As well as their potential to help tell new kinds of histories and art histories of the Ottoman Empire, I also advocate for the place of craft and material culture in larger art historical discussions, and for the place of textiles most of all. As a category, textiles are unique in both their modes of production and of consumption. As noted in the introduction, no other medium spans such a spectrum of production types—from home weavers and spinners to highly professionalized workshops employing dozens of workers with different expertise. No other type of object is created to be altered the way most textiles were: once off the loom, a piece of tāfta from Tokat could be used in a kaftan or a book cover. While the cushion cover format for çatma clearly destined some for use as upholstery, other çatmas were used for garments, floor covers, curtains, hangings, and even turbans. For textiles as a category, the wildly differing materials and modes of production, their sheer numbers, and the sources used to understand their use and reception all present challenges, but also offer scholars new ways of thinking about the sensory qualities of objects, as well as their biographies.

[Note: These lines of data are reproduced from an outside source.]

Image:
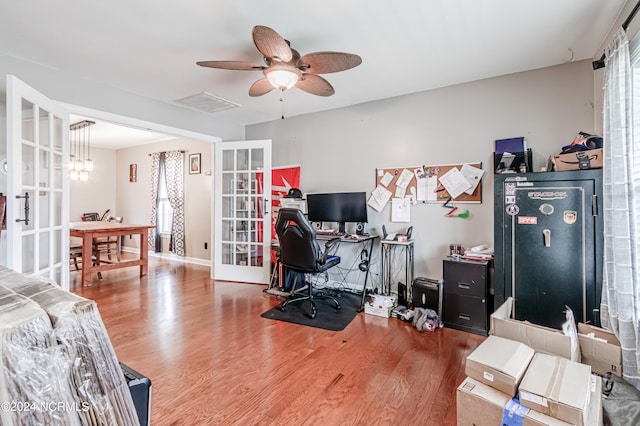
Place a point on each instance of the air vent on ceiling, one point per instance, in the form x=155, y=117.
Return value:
x=207, y=102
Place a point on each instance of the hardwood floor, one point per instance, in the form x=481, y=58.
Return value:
x=212, y=359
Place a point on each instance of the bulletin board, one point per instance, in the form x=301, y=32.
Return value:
x=437, y=171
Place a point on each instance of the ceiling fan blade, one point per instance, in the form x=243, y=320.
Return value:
x=232, y=65
x=315, y=85
x=271, y=44
x=327, y=62
x=260, y=87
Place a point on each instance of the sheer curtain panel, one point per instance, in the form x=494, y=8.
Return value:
x=619, y=309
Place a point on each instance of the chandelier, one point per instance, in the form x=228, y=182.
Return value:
x=80, y=162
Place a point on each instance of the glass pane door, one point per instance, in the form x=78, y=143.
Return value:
x=37, y=200
x=243, y=177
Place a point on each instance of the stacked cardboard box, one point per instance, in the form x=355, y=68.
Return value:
x=523, y=374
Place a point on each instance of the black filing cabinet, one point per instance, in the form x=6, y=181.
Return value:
x=466, y=295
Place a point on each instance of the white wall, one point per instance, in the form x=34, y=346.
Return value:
x=339, y=150
x=80, y=91
x=99, y=192
x=133, y=199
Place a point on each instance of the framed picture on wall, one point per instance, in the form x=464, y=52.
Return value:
x=194, y=163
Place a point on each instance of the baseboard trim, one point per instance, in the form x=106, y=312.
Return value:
x=171, y=256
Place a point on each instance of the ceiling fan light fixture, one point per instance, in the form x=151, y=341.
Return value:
x=282, y=77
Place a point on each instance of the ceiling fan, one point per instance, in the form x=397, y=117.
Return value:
x=285, y=67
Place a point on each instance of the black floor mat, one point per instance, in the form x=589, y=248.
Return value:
x=327, y=317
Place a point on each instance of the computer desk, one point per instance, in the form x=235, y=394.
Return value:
x=355, y=239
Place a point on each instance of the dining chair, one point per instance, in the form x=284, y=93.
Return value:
x=108, y=244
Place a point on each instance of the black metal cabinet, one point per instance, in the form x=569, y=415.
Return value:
x=466, y=295
x=548, y=237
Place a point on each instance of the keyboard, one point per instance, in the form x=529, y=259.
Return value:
x=328, y=232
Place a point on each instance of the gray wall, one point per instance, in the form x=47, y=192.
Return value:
x=339, y=150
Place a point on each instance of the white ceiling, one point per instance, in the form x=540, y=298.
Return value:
x=151, y=47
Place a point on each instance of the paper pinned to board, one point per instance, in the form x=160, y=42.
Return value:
x=404, y=179
x=386, y=179
x=473, y=175
x=454, y=182
x=400, y=210
x=379, y=198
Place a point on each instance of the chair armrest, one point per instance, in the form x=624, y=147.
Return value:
x=328, y=247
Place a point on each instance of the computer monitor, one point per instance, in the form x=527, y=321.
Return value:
x=340, y=207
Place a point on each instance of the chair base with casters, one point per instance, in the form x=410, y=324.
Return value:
x=307, y=293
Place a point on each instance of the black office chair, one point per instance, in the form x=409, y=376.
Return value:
x=301, y=252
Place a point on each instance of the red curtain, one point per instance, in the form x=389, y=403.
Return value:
x=282, y=180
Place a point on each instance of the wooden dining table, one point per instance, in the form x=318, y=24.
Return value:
x=99, y=229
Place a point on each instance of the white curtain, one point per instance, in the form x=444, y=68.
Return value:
x=171, y=165
x=174, y=174
x=619, y=308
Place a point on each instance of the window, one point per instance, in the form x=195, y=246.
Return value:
x=165, y=212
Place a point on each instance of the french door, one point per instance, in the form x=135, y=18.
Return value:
x=242, y=211
x=37, y=184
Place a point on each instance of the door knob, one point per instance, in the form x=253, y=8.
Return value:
x=547, y=237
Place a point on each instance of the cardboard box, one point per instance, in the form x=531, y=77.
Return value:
x=481, y=405
x=478, y=404
x=379, y=305
x=541, y=339
x=600, y=349
x=557, y=387
x=499, y=363
x=379, y=312
x=590, y=159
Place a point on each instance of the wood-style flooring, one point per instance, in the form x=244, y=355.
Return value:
x=213, y=360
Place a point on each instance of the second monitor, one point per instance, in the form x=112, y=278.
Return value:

FIGURE 7.1 Coat made of part of a hanging that had been used in Mecca or Medina. Silk, lampas weave with silk tabby lining. Istanbul, TSM 13/658. Presidency of the Republic of Turkey, Presidency of National Palaces Administration.

The afterlives of textiles can be as compelling as their initial or intended functions. The use of Islamic textiles as shrouds for Frankish kings and saints is a well-known example of this phenomenon. In the Ottoman period, a number of çatma cushion covers were repurposed as liturgical garments in Italy and Russia, with their characteristic lappets intact. Pieces of the Kaʿba covering and other silks sent for use at Mecca and Medina were sold or otherwise distributed to the faithful, who kept them as souvenirs and in some cases turned them into new objects. The hanging in the traditional zigzag format represented in Figure 3.1 is a handsome but unremarkable representative of its type, until its later transformation is revealed: it was turned into a coat (Figure 7.1). Patterns of wear along the collar and shoulder seams suggest it was worn, but in what context is unclear. The example of this mantle—made of fabrics designed for use in the Holy Sanctuaries and perhaps suffused with the blessings and virtue of pilgrims and worshippers—provokes a number of questions. Many center around the intentions of the coat’s patron and wearer, but equally important are the frameworks of belief in which she or he was operating. In this way, the coat also suggests textiles might tell us what written sources cannot or do not: here, about sacred and protective motifs, formats, or material; status in palace or other hierarchies; or the experience of the Hajj, whether completed, experienced by proxy, or merely yearned for.

Returning to the nature of textiles as a medium, the coat also presents another facet of what textiles, by their very nature, offer as subjects of study: their haptic and somatic qualities. The coat is lined with pieces of purple and pistachio-green silk tāfta simply embellished with a ṭaraḳli effect—it was probably made in the palace workshop responsible for kaftans. Similar to many garments made of compound luxury silks, it is bulky, stiff, and purposefully unresponsive to the body it enveloped. In this way, its material and tailoring would disguise some of its wearer’s individual physical features, rendering him (most likely) less singular and less easily recognizable or identifiable. Because of the materiality of the textile and its cut and sewing, the wearer conformed to the ideals governing the figures, dress, and behavior of high-level palace functionaries or other members of the elite.